In 2002, Turnham was again the party nominee for the 3rd District's U.S. Congressional seat running against Republican Mike Rogers. This campaign became especially negative as the Rogers campaign provided a phone number in a television ad and encouraged voters to "Call Joe Turnham and tell him he's too liberal for Alabama". Neck and neck in the polls, a well timed visit from U.S. President George W. Bush campaigning on behalf of Rogers a week before the election was able to give Rogers the boost he needed to eventually win the election with only 50.31% of the vote.

In 2005, Turnham was again elected Chair of the Alabama Democratic Party filling the term of Redding Pitt who had resigned.

Turnham was unopposed for re-election to a full term as party chair. On January 20, 2007, he was unanimously re-elected by the State Democratic Executive Committee to a term that runs through 2011.

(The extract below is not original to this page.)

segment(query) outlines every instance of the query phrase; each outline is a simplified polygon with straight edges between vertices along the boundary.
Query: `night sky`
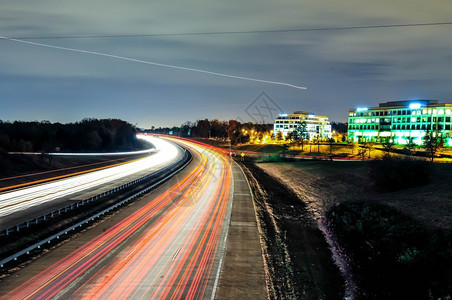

He is also a member of the Board of Directors of Democrats for Life of America.

==Media and party recognition==
For 31 months he was a member of the Democratic National Committee in Washington. He has been featured in state and national news publications including The National Journal and a January 1998 front page spread in the Wall Street Journal. He has also appeared on several nationally syndicated programs including the Oliver North Show. Most recently he founded Conservation Alabama, originally called the Alabama League of Environmental Action Voters (AlaLEAVs), as a political arm for Alabama's environmental movement.